Ellen Wilson's Grave
The last stop on our journey was to Forest Hills Cemetery located just outside of downtown Chattanooga and is the final resting place of James B. Frazier, the 33rd Governor of Tennessee, and my 24th Governor visit of the year.  Interestingly, I had been to Forest Hills Cemetery just four years earlier when my great uncle, Dudley Merritt, was laid to rest there. 

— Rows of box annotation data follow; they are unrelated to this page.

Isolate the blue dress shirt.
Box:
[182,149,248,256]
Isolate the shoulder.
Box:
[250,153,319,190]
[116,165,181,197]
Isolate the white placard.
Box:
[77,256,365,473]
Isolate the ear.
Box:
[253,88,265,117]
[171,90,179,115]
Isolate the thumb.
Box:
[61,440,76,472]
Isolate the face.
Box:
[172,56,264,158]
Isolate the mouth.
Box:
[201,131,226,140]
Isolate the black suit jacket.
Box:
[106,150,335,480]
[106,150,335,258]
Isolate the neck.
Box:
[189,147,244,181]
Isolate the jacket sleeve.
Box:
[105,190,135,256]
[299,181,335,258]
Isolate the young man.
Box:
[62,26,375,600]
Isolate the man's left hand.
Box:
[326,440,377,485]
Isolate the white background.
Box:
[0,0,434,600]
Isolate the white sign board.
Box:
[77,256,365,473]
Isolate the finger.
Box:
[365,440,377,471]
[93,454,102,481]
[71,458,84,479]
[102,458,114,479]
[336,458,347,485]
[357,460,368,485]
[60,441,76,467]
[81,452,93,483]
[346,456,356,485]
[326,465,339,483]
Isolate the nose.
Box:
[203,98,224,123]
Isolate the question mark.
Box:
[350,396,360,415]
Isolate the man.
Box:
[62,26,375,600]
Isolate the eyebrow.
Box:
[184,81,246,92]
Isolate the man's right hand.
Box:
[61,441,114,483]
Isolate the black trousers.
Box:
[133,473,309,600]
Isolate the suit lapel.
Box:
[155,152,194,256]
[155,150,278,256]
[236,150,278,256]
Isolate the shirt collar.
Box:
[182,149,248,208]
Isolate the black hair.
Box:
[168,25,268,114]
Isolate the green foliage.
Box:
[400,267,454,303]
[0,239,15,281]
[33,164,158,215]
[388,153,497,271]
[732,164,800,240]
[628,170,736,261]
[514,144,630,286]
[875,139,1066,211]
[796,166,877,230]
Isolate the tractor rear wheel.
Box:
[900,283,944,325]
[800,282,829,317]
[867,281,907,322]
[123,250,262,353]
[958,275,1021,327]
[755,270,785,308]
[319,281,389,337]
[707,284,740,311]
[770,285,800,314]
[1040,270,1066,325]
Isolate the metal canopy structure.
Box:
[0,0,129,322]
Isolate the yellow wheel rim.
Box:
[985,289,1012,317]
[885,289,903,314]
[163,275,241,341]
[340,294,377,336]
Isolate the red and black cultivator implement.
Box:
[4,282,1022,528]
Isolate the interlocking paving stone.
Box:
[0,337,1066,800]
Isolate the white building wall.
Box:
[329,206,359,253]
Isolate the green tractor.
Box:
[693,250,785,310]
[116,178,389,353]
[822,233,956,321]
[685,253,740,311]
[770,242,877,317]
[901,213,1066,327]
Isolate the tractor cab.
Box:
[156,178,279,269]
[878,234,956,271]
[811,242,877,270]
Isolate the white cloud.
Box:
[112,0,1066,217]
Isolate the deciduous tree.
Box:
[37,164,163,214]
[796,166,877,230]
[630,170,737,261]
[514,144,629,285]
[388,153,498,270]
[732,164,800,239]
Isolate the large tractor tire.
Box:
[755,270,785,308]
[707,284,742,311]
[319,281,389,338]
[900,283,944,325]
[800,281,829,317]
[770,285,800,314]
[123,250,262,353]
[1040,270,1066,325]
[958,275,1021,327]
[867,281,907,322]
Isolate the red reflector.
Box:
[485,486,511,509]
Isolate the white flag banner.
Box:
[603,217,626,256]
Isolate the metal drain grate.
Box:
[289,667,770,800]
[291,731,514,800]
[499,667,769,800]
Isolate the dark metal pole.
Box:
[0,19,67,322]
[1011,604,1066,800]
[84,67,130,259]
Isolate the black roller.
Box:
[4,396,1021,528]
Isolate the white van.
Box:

 Name: James Beriah Frazier
Birth: 18 October 1856
Death: 28 March 1937
Age at Death:
80 years, 5 months and 10 days old
Interment: Forest Hills Cemetery, Chattanooga, TN
Term in Office: January 19, 1903 – March 21, 1905
Political Party: Democrat

James Beriah Frazier was born on October 18, 1956 in Bledsoe County, TN.  Graduating from the University of Tennessee at the age of 21, he would be admitted into the bar in 1881, and open a law practice in Chattanooga.  In 1902, he was elected Governor, and would be greatly admired for the strides he would make in improving education and for working to regulate mining in order to make it safer for workers. Reelected in 1904, he would only serve a few months of his second term before the death of former Governor, William Bate, who would leave an open seat in the United States Senate, where he was serving at the time of his death. Frazier would retire the governorship in order to take this vacated seat and would serve there until 1911.  Following his time in the senate, he returned to Chattanooga where he would continue to practice law until his death in 1937.